My relationship with my parents was strained. I tried to remember if they even knew I was in Guatemala. If I were to die on this remote beach, they might not find out for weeks, maybe longer. I felt tremendous guilt for how much pain my death would cause them. I was always taking risks, being cavalier about my safety.
Then I remembered hearing that if caught in a riptide, you should swim parallel to the coastline. I followed this advice and made some progress, which inspired me to battle on through my exhaustion. Finally I reached the shore and knelt on the sand, coughing and shaking.
Jorge was nearsighted and had no glasses, so he hadn’t seen my ordeal, and I didn’t tell him of the danger I’d been in. That night, after a few kisses, we slept chastely in separate twin beds in a rented straw hut. Though we weren’t yet lovers, I dreamed we would someday have a son.

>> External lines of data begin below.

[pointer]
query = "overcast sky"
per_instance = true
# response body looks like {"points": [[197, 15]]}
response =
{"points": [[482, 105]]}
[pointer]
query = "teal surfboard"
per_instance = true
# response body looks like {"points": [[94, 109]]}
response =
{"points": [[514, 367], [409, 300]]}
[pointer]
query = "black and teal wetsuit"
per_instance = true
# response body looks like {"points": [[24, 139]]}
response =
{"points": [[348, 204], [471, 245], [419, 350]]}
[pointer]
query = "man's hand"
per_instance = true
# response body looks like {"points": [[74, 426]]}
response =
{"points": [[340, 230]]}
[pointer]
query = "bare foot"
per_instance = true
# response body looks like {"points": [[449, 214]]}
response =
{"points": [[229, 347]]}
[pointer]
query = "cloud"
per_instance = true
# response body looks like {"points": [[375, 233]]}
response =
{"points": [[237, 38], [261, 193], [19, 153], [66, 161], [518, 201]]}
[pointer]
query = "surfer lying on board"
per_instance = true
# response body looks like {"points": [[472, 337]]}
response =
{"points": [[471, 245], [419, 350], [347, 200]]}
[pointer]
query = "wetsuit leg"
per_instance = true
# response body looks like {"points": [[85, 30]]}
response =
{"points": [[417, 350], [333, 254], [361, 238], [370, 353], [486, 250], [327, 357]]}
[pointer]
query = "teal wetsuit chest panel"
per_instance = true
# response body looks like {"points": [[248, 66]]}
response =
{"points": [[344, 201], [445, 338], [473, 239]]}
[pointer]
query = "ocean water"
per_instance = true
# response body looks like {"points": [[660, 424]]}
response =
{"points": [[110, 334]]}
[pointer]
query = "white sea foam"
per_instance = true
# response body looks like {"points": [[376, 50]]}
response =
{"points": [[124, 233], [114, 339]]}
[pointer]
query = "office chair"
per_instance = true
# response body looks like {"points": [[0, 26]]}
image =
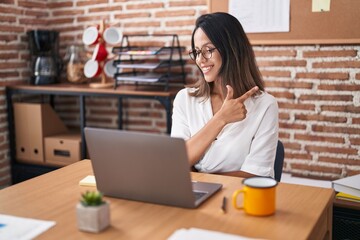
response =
{"points": [[279, 161]]}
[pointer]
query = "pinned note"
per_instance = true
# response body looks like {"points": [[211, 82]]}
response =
{"points": [[321, 5]]}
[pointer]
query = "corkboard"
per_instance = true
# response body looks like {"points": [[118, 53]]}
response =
{"points": [[341, 25]]}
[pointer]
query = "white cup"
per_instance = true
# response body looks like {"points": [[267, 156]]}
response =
{"points": [[91, 36], [92, 68], [112, 35], [109, 68]]}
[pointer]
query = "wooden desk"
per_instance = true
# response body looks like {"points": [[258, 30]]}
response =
{"points": [[81, 91], [303, 212]]}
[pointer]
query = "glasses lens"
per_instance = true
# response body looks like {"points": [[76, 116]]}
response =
{"points": [[193, 54]]}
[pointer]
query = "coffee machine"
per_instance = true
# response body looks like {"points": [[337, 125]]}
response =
{"points": [[46, 64]]}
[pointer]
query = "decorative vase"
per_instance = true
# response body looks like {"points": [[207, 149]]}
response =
{"points": [[93, 218], [76, 59]]}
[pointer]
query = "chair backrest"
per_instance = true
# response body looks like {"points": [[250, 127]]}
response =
{"points": [[279, 161]]}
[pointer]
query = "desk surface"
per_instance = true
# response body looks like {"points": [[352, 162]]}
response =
{"points": [[68, 88], [303, 212]]}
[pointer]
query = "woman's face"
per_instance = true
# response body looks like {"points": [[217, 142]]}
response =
{"points": [[211, 66]]}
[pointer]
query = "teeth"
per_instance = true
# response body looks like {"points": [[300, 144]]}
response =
{"points": [[206, 69]]}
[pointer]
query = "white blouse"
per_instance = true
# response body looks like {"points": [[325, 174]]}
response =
{"points": [[248, 145]]}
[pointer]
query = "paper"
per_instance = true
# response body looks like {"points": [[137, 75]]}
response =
{"points": [[199, 234], [88, 181], [19, 228], [320, 5], [262, 15], [349, 185]]}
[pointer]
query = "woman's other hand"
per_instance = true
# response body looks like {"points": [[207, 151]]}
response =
{"points": [[234, 110]]}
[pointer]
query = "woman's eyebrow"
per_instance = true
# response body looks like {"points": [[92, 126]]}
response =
{"points": [[205, 45]]}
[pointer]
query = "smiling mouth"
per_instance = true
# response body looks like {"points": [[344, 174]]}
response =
{"points": [[206, 69]]}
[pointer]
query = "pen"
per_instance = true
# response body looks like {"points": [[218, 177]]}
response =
{"points": [[223, 205]]}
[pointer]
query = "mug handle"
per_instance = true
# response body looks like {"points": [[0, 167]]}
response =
{"points": [[234, 199]]}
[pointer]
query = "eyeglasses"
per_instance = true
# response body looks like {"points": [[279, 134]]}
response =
{"points": [[205, 52]]}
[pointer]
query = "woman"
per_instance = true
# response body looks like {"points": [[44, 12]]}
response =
{"points": [[229, 122]]}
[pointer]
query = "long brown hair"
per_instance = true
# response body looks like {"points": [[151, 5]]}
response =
{"points": [[239, 68]]}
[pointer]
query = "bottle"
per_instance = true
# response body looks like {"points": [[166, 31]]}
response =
{"points": [[75, 64]]}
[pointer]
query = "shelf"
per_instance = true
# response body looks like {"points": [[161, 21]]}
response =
{"points": [[149, 65], [141, 62], [145, 51], [146, 77]]}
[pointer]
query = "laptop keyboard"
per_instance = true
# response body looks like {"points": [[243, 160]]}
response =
{"points": [[199, 195]]}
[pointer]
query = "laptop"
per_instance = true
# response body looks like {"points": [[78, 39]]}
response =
{"points": [[144, 167]]}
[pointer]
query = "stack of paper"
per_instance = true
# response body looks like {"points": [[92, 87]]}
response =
{"points": [[349, 185], [202, 234]]}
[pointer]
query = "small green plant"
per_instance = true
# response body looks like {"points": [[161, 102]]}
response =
{"points": [[92, 198]]}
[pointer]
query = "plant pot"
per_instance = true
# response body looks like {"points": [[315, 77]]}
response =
{"points": [[93, 218]]}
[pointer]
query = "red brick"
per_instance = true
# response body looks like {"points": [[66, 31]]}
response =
{"points": [[13, 65], [333, 129], [345, 161], [355, 141], [340, 64], [62, 4], [144, 6], [316, 168], [33, 21], [351, 172], [8, 38], [287, 84], [72, 12], [105, 9], [283, 135], [132, 15], [275, 53], [287, 95], [315, 138], [267, 73], [299, 106], [178, 23], [36, 13], [323, 75], [357, 76], [10, 10], [342, 108], [283, 63], [32, 4], [9, 74], [322, 118], [8, 28], [338, 150], [169, 13], [60, 21], [356, 120], [326, 97], [90, 2], [187, 3], [300, 156], [329, 53], [7, 19], [336, 87], [143, 24]]}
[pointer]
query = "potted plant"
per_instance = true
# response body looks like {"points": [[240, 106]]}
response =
{"points": [[93, 213]]}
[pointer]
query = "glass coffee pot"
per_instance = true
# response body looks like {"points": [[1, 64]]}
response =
{"points": [[75, 60]]}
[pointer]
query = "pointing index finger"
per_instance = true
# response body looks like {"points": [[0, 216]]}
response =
{"points": [[248, 94]]}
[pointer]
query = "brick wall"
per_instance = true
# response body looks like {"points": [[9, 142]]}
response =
{"points": [[317, 87]]}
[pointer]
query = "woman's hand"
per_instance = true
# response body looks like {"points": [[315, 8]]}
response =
{"points": [[234, 110]]}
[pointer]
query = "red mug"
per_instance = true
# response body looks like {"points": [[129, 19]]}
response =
{"points": [[100, 52], [91, 35], [92, 68]]}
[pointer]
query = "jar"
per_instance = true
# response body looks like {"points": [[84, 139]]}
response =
{"points": [[76, 58]]}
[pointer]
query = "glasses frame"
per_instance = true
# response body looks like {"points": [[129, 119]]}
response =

The boy in my dream wore glasses and rode a bike. I kept the dream to myself, but in the morning Jorge looked at me intently and asked me what I would want to name our baby.

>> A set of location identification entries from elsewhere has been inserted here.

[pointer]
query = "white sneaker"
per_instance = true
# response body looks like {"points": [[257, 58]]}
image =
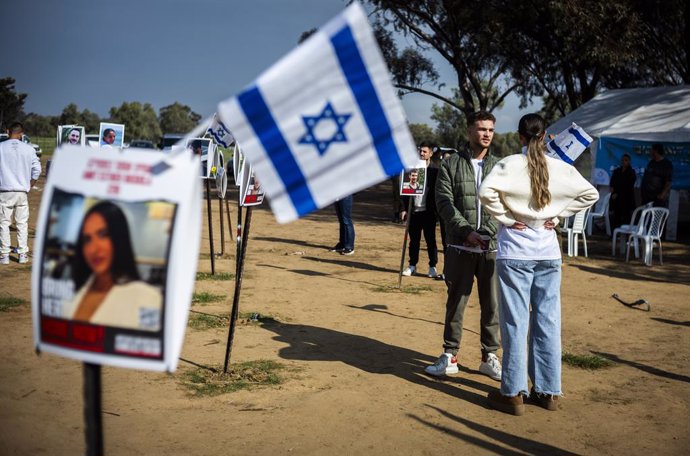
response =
{"points": [[409, 271], [491, 367], [446, 364]]}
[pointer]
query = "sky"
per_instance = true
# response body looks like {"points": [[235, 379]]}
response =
{"points": [[99, 54]]}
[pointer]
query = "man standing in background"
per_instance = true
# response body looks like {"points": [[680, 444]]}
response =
{"points": [[19, 169]]}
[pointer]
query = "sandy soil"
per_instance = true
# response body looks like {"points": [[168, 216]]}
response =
{"points": [[360, 347]]}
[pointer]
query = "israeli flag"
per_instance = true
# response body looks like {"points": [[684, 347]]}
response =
{"points": [[324, 121], [569, 144], [220, 133]]}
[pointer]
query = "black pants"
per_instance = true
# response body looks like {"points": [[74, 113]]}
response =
{"points": [[423, 221]]}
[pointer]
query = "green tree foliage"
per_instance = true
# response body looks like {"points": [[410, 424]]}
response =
{"points": [[140, 120], [72, 116], [422, 132], [178, 118], [11, 103], [40, 126]]}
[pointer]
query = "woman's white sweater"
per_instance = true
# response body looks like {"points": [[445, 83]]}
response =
{"points": [[506, 193]]}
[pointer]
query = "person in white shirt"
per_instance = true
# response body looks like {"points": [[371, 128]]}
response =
{"points": [[526, 194], [19, 169]]}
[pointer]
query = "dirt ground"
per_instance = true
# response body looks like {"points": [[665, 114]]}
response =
{"points": [[360, 347]]}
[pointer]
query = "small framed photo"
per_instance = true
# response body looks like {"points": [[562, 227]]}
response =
{"points": [[73, 135], [111, 135], [206, 150]]}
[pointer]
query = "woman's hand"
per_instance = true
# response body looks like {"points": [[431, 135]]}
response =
{"points": [[518, 226]]}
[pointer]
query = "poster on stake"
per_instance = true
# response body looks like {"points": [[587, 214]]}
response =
{"points": [[71, 134], [115, 264]]}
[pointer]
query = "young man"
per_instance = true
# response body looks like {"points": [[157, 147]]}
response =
{"points": [[471, 251], [423, 217], [19, 169]]}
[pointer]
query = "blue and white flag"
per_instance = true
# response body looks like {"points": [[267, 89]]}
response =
{"points": [[220, 133], [324, 121], [569, 144]]}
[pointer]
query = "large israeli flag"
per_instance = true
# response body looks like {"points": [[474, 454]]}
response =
{"points": [[324, 121]]}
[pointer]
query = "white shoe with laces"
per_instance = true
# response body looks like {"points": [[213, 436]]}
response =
{"points": [[409, 271], [491, 367], [446, 364]]}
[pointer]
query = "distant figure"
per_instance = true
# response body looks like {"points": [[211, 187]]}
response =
{"points": [[19, 170], [622, 201], [108, 137], [657, 179], [346, 242]]}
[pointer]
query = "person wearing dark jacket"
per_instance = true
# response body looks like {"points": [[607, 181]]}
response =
{"points": [[423, 217], [471, 250]]}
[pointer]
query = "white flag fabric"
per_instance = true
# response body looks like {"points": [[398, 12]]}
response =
{"points": [[220, 133], [569, 144], [324, 121]]}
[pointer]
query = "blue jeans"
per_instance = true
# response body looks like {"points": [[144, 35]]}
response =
{"points": [[521, 283], [343, 209]]}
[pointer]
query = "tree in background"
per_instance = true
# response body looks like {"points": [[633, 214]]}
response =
{"points": [[72, 116], [178, 118], [11, 103], [140, 120]]}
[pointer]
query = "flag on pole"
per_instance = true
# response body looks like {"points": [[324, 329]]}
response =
{"points": [[324, 121], [220, 133], [569, 144]]}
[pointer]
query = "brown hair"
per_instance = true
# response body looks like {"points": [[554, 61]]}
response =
{"points": [[532, 127]]}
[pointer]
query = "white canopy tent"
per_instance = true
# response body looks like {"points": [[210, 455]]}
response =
{"points": [[656, 114]]}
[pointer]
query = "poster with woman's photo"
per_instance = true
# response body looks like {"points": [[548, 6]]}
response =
{"points": [[206, 150], [412, 180], [251, 191], [71, 134], [111, 135], [114, 263]]}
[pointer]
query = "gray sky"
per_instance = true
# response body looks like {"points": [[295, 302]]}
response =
{"points": [[98, 53]]}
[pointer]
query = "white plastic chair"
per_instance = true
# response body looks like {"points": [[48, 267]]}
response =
{"points": [[601, 210], [574, 232], [649, 230], [629, 229]]}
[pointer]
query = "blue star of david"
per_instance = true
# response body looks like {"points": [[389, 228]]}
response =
{"points": [[327, 115]]}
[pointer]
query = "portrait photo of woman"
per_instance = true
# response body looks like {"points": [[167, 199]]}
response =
{"points": [[109, 289]]}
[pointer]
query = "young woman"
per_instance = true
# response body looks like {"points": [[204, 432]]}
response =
{"points": [[527, 193], [110, 290]]}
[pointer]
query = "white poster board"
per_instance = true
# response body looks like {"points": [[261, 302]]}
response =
{"points": [[111, 135], [251, 190], [412, 181], [115, 256], [71, 135]]}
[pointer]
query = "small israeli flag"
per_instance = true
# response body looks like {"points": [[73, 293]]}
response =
{"points": [[220, 133], [324, 121], [569, 144]]}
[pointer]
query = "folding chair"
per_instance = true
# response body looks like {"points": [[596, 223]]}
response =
{"points": [[649, 230]]}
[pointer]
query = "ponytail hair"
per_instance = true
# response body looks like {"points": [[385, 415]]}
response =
{"points": [[532, 127]]}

The relationship didn’t last. A year later, back in the States, I gave birth to a boy: mine and Jorge’s. Alone and a single parent, I knew I had to take care of myself so I’d always be there for my son. I have never taken my safety for granted again.
Rachel Greenberg
Newton Center, Massachusetts
On the farm where I grew up, we had a few ducks that were housed with our laying hens, but I never had a real affinity for them. After I left the farm, ducks receded from my consciousness until Danni flew into my backyard one Fourth of July weekend.
I was watering flowers when I heard a splash and turned to see a young mallard paddling around the pool. I assumed he would have a brief dip and then fly away, but he stayed for the rest of the day, leaving only in the evening. Nothing could frighten him off: not me, nor the dogs, nor the cats. In fact, he was quite curious about us all, following the dogs around the pool, touching noses with the cats, and swimming with me.

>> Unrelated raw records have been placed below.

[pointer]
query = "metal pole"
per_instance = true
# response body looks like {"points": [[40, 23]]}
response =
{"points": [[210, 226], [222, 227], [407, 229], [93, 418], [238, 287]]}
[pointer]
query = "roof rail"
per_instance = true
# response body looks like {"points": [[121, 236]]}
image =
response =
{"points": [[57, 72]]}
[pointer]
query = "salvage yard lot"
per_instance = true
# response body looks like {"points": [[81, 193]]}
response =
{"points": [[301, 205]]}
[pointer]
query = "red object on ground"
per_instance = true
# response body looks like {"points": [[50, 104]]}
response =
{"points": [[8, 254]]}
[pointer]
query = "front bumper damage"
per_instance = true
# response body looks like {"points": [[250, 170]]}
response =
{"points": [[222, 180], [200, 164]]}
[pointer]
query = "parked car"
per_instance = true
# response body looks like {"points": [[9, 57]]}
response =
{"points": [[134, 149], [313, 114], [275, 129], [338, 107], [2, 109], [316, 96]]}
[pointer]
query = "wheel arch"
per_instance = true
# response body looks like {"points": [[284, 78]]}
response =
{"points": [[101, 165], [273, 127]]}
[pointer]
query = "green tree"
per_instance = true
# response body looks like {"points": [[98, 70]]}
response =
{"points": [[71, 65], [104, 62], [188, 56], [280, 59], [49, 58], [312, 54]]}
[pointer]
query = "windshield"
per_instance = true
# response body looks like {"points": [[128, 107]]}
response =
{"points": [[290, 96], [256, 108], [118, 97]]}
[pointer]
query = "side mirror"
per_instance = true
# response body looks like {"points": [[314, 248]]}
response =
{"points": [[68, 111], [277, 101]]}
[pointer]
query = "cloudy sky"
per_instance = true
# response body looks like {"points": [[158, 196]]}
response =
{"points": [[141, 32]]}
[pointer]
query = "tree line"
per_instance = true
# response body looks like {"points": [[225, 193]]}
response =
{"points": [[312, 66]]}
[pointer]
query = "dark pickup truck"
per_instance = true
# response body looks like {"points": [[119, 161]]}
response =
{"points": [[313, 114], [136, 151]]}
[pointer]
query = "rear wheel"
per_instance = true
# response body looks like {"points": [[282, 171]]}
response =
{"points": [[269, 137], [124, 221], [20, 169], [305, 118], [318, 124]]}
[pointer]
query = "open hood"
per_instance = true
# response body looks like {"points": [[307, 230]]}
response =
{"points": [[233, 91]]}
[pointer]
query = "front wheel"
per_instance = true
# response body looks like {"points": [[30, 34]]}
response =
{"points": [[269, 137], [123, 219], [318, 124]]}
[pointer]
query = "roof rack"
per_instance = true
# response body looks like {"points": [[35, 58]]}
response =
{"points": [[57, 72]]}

I initially named the duck Danny with a y; then a friend pointed out that my mallard was a female (which shows you how far removed from the farm I was). So I swapped the y for an i.
At some point each morning Danni would splash down in the pool, and she’d stay for most of the day, sometimes bedding down in one of the flowerpots overnight. When I’d put on my suit and jump in the water, she would swim around my head or between my legs. If I tired and sat on the edge of the pool, she’d nibble my shins as if prompting me to get back in and play some more. My usual lap swimming gave way to frolicking with a young wild duck.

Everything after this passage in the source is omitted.